Su siguiente resoplido vino acompañado de una sonrisa con dos prominentes colmillos, algo que me hizo tener escalofríos por el cuerpo por alguna razón.

—¿Eso crees, gatita? —Estiró los brazos a ponerlos entre los barrotes, llamando mi atención al enorme tamaño de sus manos que por si solas quizas serían capaces de doblar uno de esos barrotes de hierro... Pero mis ojos volaron de inmediato a sus ojos una vez más. Al menos al visible, pues el otro se olcultaba por la celda. —Entonces te recomiendo averiguar primero quién soy... Antes de querer hacerte la valiente bajando a este lugar, creyendo que estás a salvo.

Su tono de ronroneo había cambiado súbitamente a uno de advertencia. La amenaza en su voz sonaba todavía más grave, más... Fuerte, y hacia temblar todo mi cuerpo. Excepto que lo que sentía no era exactamente miedo, pero no sabía qué otra cosa era.

De cualquier manera, no cedí terreno a su tono amenazante.

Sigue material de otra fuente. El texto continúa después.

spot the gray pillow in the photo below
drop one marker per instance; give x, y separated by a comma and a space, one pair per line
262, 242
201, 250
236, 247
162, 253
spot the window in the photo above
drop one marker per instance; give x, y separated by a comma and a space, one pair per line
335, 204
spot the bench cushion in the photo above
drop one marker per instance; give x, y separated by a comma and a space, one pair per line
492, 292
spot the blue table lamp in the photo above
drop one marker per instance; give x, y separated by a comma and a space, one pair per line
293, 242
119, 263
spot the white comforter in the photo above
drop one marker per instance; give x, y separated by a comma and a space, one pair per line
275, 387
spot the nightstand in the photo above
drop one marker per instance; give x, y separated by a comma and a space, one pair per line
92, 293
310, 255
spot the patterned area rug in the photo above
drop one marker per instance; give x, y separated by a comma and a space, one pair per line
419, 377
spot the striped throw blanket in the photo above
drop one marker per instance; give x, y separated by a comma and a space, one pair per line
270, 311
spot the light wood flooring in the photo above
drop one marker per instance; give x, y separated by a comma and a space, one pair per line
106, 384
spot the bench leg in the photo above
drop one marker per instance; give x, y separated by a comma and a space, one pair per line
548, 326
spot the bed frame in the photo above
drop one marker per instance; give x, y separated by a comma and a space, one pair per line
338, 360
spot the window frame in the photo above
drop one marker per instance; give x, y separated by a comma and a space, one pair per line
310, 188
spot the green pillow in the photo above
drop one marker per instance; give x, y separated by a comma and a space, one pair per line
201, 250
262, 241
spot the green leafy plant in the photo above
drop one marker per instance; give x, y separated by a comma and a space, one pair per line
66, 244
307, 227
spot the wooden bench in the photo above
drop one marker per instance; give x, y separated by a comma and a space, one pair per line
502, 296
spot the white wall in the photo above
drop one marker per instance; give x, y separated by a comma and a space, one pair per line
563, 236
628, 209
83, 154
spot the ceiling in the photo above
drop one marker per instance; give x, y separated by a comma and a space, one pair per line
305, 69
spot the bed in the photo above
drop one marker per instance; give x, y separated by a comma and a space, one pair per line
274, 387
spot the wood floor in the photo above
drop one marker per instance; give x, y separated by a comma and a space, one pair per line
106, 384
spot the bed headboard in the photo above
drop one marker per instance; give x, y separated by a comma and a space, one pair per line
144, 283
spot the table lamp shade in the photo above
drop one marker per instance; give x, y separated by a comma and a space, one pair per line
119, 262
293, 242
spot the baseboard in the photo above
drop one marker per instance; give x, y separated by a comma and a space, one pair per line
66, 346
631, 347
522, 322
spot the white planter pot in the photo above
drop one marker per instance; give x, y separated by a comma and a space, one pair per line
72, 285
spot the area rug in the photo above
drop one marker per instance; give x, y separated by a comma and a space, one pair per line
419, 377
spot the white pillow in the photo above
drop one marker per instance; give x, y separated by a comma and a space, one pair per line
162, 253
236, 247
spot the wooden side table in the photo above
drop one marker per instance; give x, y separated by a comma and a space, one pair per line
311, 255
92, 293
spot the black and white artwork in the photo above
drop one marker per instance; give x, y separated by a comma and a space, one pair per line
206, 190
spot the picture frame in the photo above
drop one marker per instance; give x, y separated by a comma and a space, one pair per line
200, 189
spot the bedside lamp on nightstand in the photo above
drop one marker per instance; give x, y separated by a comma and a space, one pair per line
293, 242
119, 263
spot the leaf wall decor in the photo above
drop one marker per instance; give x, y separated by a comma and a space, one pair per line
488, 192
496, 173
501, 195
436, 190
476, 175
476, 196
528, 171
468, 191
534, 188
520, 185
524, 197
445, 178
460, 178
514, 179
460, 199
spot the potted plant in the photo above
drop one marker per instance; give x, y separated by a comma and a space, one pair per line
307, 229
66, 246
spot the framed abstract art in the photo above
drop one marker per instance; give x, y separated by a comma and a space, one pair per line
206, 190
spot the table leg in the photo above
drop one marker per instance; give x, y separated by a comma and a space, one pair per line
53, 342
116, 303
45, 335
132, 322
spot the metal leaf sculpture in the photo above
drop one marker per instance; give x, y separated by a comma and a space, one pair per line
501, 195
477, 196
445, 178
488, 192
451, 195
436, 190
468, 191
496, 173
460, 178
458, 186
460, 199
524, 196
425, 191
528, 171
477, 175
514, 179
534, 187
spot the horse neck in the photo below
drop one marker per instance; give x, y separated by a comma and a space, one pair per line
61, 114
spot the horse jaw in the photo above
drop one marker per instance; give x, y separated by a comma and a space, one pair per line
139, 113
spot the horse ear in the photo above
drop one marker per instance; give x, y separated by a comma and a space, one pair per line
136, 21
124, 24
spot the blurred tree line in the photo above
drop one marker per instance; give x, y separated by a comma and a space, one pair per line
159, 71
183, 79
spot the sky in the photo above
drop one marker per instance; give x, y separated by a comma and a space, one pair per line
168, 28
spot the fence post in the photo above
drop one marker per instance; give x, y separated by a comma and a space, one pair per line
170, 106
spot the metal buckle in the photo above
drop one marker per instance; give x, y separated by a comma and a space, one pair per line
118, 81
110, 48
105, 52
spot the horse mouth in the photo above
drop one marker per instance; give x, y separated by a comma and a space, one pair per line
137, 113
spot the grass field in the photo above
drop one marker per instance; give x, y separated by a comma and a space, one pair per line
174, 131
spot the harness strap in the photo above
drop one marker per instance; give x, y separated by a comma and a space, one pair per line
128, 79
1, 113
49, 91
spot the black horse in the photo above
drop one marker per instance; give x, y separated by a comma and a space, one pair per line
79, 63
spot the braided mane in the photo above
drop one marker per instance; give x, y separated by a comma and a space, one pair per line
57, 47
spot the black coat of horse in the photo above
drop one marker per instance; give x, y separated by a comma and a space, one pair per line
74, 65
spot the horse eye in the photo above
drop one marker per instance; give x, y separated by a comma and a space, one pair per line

—Parece que eres tú quien no sabe con quién trata, ni en dónde estás. Te ofrecí una ramita de olivo para disminuir la tortura de tu futuro, pero supongo que pides a gritos la disciplina. —Le dije con firmeza, acostumbrada ya a ejercer ordenes sobre mis subordinados. Pero solo por esos ojos y el hecho de que se había dado la vuelta... Creo que podía ceder solo un poquito. —Aunque... Ya que al final obedeciste a voltear a enseñarme tus ojos de nuevo, supongo que no tienes tan mala actitud.

Le sonreí, comiéndome el ligero miedo que había sentido hace poco.

Los otros dos esclavos empezaron a reírse, lo que tomé como ganancia cuando a ese taur de ojos dorados se le borró la sonrisa.

—Ey, ahí te agarró bien. Lo único que quería la niña era ver tus ojos y lo hiciste, ¡Ja! —Chilló el hombre rata, por fin diciendo algo sensato.

Pero no parecía hacerle mucha gracia a él, así que por el momento cedí un poco. No quería ganarme su odio, al final del día. Yo no disfrutaba con las torturas y humillación innecesarias.

—Muy bien, averiguaré tu nombre por mi cuenta... Y veré que les traigan comida antes de que llegue el medio día. Hasta entonces, un placer, taur.

Le sonreí está vez yo, alejándome de esos barrotes y esclavos sin disciplina...

Al menos mi curiosidad del momento estaba satisfecha. ¿Qué más depararía el futuro con ese curioso esclavo?